On observe une diminution substantielle des portions alimentaires avec tri des
aliments, des séances excessives d’activités physiques, une consommation abusive
de laxatifs ou de diurétiques, et une utilisation compulsive du pèse-personne
(Davis, 1999). Des épisodes de boulimie surviennent fréquemment, accompagnés
de vomissements auto-provoqués.
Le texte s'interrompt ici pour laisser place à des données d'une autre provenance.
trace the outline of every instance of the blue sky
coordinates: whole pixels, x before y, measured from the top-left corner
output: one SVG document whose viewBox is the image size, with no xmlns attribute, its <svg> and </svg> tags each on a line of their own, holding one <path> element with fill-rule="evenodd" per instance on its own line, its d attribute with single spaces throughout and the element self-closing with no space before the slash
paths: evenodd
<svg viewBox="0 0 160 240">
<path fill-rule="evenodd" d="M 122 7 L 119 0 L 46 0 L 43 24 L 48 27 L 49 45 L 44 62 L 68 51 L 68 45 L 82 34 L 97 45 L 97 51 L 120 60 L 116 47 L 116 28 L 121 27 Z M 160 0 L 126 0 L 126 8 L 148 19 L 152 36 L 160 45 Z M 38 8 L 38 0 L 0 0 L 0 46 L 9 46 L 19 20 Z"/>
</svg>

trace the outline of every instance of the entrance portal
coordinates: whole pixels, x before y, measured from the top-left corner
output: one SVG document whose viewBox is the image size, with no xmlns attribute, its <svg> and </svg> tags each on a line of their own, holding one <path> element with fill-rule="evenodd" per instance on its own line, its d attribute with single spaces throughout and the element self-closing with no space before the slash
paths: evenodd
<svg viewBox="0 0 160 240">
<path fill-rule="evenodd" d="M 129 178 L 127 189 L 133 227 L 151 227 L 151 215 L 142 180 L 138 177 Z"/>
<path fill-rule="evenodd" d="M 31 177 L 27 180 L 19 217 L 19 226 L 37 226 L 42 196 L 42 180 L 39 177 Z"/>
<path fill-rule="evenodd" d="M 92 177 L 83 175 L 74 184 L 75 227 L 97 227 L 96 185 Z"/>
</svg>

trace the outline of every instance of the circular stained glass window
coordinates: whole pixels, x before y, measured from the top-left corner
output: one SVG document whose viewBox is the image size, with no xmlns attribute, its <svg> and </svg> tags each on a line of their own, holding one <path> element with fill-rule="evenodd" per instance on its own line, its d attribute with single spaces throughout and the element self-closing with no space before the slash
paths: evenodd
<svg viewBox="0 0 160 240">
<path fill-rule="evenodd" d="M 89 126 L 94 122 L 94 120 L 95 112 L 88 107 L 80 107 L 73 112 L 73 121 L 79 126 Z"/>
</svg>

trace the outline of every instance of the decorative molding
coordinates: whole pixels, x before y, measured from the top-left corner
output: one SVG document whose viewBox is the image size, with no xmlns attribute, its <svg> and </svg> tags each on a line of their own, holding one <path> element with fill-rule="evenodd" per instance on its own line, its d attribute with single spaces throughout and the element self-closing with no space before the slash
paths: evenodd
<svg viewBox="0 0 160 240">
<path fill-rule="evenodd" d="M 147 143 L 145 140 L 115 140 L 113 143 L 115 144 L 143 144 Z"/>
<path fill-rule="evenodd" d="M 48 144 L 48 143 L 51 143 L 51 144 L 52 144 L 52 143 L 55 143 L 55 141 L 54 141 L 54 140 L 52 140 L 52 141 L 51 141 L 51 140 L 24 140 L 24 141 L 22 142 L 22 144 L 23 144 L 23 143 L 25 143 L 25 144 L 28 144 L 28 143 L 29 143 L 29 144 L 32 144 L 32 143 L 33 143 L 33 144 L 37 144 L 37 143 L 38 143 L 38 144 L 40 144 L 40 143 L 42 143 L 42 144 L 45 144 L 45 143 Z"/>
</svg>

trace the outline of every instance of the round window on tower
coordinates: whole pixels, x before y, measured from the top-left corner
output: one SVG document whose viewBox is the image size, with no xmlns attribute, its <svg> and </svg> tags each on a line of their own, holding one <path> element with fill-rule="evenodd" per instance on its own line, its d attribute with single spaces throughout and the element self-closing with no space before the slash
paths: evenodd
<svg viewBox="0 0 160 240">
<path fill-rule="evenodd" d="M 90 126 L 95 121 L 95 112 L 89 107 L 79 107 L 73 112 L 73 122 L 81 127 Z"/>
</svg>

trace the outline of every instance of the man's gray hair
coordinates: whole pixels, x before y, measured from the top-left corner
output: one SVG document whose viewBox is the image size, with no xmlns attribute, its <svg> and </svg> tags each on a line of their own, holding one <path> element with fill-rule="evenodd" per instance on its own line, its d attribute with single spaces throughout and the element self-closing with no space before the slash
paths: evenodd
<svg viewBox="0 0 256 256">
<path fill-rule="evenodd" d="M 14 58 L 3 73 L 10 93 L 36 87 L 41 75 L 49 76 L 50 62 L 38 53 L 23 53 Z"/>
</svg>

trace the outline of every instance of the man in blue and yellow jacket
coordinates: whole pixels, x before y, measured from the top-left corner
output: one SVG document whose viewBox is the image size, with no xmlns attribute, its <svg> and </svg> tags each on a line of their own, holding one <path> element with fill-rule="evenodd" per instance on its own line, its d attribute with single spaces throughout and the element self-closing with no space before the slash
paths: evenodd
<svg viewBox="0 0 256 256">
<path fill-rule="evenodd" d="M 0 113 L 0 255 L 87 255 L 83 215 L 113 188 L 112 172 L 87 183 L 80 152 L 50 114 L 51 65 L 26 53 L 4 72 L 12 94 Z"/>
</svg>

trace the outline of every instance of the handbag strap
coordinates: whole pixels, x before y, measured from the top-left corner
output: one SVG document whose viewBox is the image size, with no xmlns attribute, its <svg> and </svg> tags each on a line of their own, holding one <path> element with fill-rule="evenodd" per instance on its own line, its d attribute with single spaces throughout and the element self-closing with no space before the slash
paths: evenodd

Toutes ces manifestations visent à provoquer
des pertes de poids importantes (Leichner, 1987). Avant l’apparition des
symptômes, la personne a tendance à socialiser très peu et à s’isoler (Pauzé et
Lacharité, 1994). Elle vit souvent un sentiment d’impuissance devant l’existence.
La personne manifeste aussi des attentes élevées envers elle-même, elle craint le
vieillissement, la sexualité et l’indépendance (Bruch, 1990; Leichner).
À mesure que l’amaigrissement s’accentue, une symptomatologie physique est
susceptible de survenir : des étourdissements, faiblesses, pertes de conscience,
difficultés de concentration, une peau sèche et pâle ainsi que des douleurs
abdominales (Lena, 1987). Toutes les manifestations précédentes caractérisent la
conduite anorexique. Elles ont été codifiées dans des grilles d’évaluation et sont
utilisées en recherche et en clinique pour faire un diagnostic du trouble (DSM-IV,
1996; Feighner, Robins, Gruze, Woodruff, Winokur et Munoz, 1972).
29 Dans la perspective constructiviste décrite plus loin dans cet article et adoptée par l’auteur, il n’y
pas nécessairement de distorsion ou de bonne image du corps. Puisque dans cette perspective, la
réalité est un construit, il y a la perception de son corps par l’anorexique elle-même, et la
perception de ce corps par autrui. Le cœur du problème semble donc davantage se situer dans
l’écart des perceptions respectives et relatives qui subsistent. On ne peut ainsi présumer qu’il y a
une perception davantage “ normale ” à laquelle devrait adhérer l’anorexique en réponse à un
traitement particulier (Curadeau, 1996).